Jack Haynes

Personal information
- Full name: Jack Alexander Haynes
- Born: 30 January 2001 (age 25) Worcester, Worcestershire, England
- Batting: Right-handed
- Bowling: Right-arm off break
- Role: Batsman
- Relations: Gavin Haynes (father)

Domestic team information
- 2018–2023: Worcestershire (squad no. 17)
- 2022: Oval Invincibles
- 2024–present: Nottinghamshire
- First-class debut: 7 August 2019 Worcestershire v Australians
- List A debut: 19 June 2018 Worcestershire v West Indies A

Career statistics
| Competition | FC | LA | T20 |
| Matches | 87 | 29 | 76 |
| Runs scored | 4,760 | 1,236 | 1,706 |
| Batting average | 37.77 | 45.77 | 24.02 |
| 100s/50s | 12/20 | 3/8 | 0/9 |
| Top score | 157 | 153 | 89* |
| Catches/stumpings | 65/– | 15/– | 29/– |
- Source: Cricinfo, 26 September 2026

= Jack Haynes =

English cricketer (born 2001)

Jack Alexander Haynes (born 30 January 2001) is an English cricketer who plays for Nottinghamshire County Cricket Club. He previously represented Worcestershire County Cricket Club.

==Career==
Haynes made his List A debut for Worcestershire against the West Indies A in a tri-series warm-up match on 19 June 2018.

He made his first-class debut for Worcestershire against Australia on 7 August 2019.

In October 2019, Haynes was named in the England under-19 cricket team's squad for a 50-over tri-series in the Caribbean. In December 2019, he was named in England's squad for the 2020 Under-19 Cricket World Cup.

He made his Twenty20 debut on 29 August 2020, for Worcestershire in the 2020 T20 Blast. In May 2022, in the 2022 County Championship, Haynes scored his maiden century in first-class cricket, with an unbeaten 120 against Durham.

In July 2023, Haynes signed a three-year contract with Nottinghamshire which became effective at the conclusion of the season.

Haynes scored his first century for Nottinghamshire against Essex at Trent Bridge in April 2025, making 142 in his side's second innings in a match that finished as a draw.

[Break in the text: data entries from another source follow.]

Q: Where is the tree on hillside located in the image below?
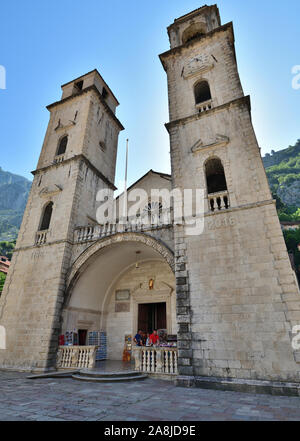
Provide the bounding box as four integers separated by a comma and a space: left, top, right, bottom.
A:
0, 240, 16, 260
0, 272, 6, 295
283, 229, 300, 271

In September 2026, he scored a career-best 159 against Leicestershire at Trent Bridge and shared in a 257 run stand with Liam Patterson-White which broke the 101 year old record for the highest sixth wicket partnership in a County Championship match between the two East Midlands teams.

==Personal life==
Haynes' father Gavin Haynes is a former professional cricketer who played for Worcestershire. Jack attended Malvern College and was a part of their 1st XI cricket team.